The MOU is a non-binding framework to facilitate the exchange of ideas in the field of telecommunications regulation and policy for the mutual benefit of the two regulators.

“This is a momentous collaboration that illustrates the confidence that our global
counterparts have in ICASA. This collaboration places the Authority on solid ground
to achieve international best practices, cutting-edge regulatory approaches and
further validates South Africa’s standing in the global ICT arena,” notes ICASA
Chairperson, Dr. Keabetswe Modimoeng.

The two regulators have further agreed to carry out a programme of information
exchange and technical cooperation in the field of telecommunications and related
services and facilities, in accordance with their respective national laws, regulations
and international obligations, and within the framework of their respective annual
budgetary appropriations and their respective mandates.

“So much can be accomplished through cooperation and the mutually respectful sharing of knowledge and experience.
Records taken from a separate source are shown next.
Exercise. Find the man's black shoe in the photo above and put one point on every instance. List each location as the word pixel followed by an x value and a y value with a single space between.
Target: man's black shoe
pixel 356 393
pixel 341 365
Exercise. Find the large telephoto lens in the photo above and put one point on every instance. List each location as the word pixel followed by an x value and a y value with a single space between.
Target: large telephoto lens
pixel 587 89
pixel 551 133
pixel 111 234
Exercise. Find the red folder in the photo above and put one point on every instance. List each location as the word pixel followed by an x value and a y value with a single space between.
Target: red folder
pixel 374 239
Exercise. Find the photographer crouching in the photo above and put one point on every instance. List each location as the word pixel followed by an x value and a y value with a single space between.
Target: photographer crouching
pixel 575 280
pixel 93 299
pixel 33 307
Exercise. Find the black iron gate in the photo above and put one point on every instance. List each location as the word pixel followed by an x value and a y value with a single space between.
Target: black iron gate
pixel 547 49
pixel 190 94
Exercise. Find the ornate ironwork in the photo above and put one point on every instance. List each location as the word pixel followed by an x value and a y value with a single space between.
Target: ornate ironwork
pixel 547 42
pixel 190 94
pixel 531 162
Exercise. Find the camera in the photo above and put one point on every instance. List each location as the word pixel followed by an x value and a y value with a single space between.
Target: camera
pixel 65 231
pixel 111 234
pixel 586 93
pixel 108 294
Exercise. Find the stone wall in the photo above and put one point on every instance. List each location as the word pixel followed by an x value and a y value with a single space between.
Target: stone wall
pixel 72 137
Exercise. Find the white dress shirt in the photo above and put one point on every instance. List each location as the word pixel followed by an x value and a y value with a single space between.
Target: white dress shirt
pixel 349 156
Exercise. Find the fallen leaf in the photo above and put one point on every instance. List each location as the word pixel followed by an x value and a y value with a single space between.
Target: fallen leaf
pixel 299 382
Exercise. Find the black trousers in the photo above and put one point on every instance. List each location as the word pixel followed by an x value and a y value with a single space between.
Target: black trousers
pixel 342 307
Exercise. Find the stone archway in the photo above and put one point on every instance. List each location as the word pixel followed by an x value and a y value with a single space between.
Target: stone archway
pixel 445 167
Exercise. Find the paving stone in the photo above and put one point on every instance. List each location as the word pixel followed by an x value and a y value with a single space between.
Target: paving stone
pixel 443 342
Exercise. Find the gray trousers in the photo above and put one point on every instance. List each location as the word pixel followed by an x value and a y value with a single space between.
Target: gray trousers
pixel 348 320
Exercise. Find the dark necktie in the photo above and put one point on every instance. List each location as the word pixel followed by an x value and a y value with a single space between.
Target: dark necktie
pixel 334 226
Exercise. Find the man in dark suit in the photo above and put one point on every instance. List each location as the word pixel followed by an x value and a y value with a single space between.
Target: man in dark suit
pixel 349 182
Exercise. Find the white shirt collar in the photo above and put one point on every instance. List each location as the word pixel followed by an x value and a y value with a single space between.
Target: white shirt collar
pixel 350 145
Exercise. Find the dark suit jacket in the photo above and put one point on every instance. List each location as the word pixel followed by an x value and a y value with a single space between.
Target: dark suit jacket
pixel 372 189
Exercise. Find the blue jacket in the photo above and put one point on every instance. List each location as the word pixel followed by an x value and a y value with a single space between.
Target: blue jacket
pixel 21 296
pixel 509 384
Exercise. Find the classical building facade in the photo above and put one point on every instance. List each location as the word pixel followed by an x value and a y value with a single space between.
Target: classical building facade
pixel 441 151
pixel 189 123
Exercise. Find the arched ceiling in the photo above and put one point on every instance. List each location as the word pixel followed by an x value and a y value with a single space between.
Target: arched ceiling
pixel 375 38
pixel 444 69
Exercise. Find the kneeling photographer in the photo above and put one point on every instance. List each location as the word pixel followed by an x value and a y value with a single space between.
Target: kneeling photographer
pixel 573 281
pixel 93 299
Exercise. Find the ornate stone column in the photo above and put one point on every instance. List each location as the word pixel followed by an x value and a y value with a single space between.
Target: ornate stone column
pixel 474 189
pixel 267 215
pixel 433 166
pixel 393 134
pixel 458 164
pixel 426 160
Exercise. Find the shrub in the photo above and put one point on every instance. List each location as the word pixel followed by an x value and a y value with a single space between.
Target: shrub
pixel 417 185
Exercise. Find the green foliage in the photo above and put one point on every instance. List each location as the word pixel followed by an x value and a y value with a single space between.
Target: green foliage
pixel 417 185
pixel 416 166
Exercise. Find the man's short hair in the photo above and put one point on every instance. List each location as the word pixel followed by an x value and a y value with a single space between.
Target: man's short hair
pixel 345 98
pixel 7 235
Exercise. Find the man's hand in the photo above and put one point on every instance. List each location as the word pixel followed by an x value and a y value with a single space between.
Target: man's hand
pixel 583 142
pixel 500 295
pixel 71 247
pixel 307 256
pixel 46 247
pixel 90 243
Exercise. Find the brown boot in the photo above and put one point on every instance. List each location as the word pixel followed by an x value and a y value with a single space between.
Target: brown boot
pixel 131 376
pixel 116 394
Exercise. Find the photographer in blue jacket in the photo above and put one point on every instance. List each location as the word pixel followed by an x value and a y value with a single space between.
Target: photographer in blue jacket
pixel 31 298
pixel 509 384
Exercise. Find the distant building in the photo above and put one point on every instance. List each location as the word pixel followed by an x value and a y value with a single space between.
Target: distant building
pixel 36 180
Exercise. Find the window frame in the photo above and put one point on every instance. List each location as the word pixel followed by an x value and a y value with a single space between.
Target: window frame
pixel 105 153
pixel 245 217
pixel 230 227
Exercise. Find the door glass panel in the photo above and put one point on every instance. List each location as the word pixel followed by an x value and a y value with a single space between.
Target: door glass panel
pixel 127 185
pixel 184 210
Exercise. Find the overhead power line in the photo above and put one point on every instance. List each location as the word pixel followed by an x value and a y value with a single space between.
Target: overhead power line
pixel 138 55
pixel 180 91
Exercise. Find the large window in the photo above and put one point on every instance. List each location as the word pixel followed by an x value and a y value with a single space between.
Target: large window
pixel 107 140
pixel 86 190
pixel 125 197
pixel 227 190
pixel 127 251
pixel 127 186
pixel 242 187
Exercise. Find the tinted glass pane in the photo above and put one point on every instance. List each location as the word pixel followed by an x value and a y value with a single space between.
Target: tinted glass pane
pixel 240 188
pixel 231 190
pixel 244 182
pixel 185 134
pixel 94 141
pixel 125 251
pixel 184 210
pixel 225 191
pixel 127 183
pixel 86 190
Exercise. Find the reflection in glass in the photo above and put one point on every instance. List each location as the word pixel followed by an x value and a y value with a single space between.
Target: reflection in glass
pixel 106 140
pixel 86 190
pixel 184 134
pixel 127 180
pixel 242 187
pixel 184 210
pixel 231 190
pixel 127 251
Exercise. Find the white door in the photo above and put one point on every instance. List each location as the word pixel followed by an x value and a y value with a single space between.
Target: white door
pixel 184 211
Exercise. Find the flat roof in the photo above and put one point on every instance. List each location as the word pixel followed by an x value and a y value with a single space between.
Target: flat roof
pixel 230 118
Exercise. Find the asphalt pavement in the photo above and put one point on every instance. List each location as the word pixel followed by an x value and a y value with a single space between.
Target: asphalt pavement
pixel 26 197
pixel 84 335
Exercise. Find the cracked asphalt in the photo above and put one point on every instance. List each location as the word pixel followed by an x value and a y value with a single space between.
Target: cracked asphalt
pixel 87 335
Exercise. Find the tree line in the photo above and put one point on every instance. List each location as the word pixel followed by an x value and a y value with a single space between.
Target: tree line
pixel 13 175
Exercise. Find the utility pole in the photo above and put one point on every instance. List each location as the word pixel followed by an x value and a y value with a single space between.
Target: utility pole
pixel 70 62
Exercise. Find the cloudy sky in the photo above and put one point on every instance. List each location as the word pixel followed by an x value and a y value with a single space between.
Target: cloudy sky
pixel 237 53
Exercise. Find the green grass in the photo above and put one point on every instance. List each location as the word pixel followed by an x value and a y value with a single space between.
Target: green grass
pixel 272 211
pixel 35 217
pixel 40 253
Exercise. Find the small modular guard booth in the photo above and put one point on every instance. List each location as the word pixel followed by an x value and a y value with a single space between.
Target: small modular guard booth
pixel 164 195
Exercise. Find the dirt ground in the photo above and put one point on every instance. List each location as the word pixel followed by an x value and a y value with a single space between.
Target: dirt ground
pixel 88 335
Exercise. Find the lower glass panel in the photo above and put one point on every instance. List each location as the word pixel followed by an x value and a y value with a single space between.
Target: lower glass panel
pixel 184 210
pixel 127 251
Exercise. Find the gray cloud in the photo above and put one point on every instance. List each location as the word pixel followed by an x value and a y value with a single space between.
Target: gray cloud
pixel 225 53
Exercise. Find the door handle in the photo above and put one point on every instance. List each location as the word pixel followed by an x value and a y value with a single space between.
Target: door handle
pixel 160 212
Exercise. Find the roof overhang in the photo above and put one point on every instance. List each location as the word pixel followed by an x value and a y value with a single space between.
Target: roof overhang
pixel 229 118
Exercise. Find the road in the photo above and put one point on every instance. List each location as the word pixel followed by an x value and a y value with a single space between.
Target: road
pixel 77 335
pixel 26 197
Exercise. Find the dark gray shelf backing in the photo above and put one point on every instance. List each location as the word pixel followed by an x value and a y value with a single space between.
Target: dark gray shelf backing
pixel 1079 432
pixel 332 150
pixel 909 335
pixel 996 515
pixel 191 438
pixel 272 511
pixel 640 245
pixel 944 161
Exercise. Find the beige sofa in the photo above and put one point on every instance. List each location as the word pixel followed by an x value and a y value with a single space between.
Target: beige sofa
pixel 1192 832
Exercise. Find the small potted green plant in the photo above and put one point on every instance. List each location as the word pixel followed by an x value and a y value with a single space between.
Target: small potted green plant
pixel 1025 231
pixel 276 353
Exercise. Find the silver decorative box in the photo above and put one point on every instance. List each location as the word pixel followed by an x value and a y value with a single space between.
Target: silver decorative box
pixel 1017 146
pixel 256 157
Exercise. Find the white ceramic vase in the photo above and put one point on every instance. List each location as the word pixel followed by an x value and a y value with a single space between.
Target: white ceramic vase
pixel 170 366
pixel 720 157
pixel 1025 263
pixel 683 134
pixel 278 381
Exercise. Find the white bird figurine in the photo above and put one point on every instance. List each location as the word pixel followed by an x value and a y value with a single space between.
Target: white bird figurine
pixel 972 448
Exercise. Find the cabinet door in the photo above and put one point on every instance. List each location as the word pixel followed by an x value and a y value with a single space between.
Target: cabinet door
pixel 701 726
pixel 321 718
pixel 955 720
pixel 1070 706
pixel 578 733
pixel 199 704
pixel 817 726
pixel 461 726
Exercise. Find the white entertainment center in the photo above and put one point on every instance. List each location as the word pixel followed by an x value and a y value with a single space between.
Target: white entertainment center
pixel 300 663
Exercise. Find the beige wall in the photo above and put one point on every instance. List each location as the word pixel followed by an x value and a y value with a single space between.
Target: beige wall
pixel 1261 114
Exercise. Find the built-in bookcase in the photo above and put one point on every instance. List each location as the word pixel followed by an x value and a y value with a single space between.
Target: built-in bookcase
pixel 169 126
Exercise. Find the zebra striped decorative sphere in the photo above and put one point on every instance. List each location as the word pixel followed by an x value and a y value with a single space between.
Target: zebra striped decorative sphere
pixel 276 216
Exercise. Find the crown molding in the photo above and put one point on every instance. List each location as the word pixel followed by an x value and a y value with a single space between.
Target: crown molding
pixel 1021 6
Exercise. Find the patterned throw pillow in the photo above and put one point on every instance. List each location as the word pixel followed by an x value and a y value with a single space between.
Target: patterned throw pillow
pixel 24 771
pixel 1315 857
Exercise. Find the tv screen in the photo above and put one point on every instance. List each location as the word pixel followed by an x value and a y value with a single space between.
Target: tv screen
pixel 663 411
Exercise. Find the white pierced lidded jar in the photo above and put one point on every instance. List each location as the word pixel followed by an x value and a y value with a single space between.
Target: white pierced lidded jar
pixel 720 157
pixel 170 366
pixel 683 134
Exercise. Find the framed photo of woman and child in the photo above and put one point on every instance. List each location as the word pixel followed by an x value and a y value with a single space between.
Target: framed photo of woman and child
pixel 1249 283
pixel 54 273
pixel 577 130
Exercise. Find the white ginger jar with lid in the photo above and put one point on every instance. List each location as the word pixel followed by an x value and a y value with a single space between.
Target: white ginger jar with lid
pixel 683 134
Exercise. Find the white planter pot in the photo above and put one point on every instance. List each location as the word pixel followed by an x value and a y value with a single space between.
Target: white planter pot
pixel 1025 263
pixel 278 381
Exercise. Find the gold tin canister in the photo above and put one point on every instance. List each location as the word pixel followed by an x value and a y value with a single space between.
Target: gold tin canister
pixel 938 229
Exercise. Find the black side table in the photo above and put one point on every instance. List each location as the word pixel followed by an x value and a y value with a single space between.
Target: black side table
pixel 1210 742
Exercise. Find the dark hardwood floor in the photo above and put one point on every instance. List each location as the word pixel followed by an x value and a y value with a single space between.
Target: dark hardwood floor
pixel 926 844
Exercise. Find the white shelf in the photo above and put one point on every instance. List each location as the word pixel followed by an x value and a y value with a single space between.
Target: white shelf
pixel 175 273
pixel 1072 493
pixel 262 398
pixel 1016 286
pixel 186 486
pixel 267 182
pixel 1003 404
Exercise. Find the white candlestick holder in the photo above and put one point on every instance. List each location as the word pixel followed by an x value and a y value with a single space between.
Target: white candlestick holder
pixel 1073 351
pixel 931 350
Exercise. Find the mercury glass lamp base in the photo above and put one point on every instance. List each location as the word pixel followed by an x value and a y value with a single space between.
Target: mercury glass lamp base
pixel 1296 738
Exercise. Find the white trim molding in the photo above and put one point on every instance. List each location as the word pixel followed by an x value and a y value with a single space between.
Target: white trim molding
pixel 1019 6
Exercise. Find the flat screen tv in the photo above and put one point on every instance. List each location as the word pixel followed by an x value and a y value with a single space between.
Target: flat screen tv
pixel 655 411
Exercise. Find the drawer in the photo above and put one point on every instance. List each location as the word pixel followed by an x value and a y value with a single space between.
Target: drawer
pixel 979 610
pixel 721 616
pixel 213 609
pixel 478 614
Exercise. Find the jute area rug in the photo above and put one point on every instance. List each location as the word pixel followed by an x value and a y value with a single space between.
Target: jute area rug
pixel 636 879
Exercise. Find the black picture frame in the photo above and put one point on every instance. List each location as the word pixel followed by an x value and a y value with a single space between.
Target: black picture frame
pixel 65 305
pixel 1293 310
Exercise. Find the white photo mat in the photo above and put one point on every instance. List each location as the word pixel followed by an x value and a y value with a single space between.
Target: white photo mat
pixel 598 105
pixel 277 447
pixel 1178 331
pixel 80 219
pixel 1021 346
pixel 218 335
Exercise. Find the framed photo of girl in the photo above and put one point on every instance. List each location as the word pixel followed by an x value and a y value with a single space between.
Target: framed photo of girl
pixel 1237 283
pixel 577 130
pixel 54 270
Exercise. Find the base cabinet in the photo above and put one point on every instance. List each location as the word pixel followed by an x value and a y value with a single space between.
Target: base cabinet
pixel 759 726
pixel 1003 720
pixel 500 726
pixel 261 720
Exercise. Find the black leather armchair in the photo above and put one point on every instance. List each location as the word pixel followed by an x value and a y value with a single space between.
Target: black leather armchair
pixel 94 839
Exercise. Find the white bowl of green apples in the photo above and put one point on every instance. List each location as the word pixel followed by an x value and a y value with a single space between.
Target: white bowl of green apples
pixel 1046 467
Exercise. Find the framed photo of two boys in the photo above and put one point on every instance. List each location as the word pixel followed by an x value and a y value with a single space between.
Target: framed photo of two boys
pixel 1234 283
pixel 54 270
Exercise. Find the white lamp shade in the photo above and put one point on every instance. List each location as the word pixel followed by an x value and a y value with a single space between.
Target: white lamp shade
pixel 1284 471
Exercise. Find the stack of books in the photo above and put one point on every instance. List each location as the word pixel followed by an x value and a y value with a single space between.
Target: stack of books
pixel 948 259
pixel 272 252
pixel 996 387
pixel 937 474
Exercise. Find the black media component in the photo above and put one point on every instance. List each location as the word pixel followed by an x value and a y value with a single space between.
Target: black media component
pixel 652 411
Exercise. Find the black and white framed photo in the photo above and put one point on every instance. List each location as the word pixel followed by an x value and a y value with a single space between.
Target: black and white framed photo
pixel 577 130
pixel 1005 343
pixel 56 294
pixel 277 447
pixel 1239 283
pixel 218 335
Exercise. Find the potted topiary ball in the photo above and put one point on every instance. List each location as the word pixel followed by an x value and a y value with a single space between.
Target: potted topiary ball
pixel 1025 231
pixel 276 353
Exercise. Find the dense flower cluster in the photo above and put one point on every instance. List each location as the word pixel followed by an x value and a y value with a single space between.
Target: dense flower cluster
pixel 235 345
Today, I’m proud to have formalized our partnership with our friends in South Africa on issues of telecommunications policy, competitive markets, technological innovation, and closing the digital divide in both countries,” says FCC Acting Chairwoman, Jessica Rosenworcel.

“I thank Dr. Modimoeng for his leadership and partnership and look
forward to further exchanges with ICASA.”

Following the signing, Dr. Modimoeng said that ICASA is looking forward to drawing
lessons from the FCC, whilst also sharing the African, and in particular, the South
African regulatory context, experience and lessons with the United States.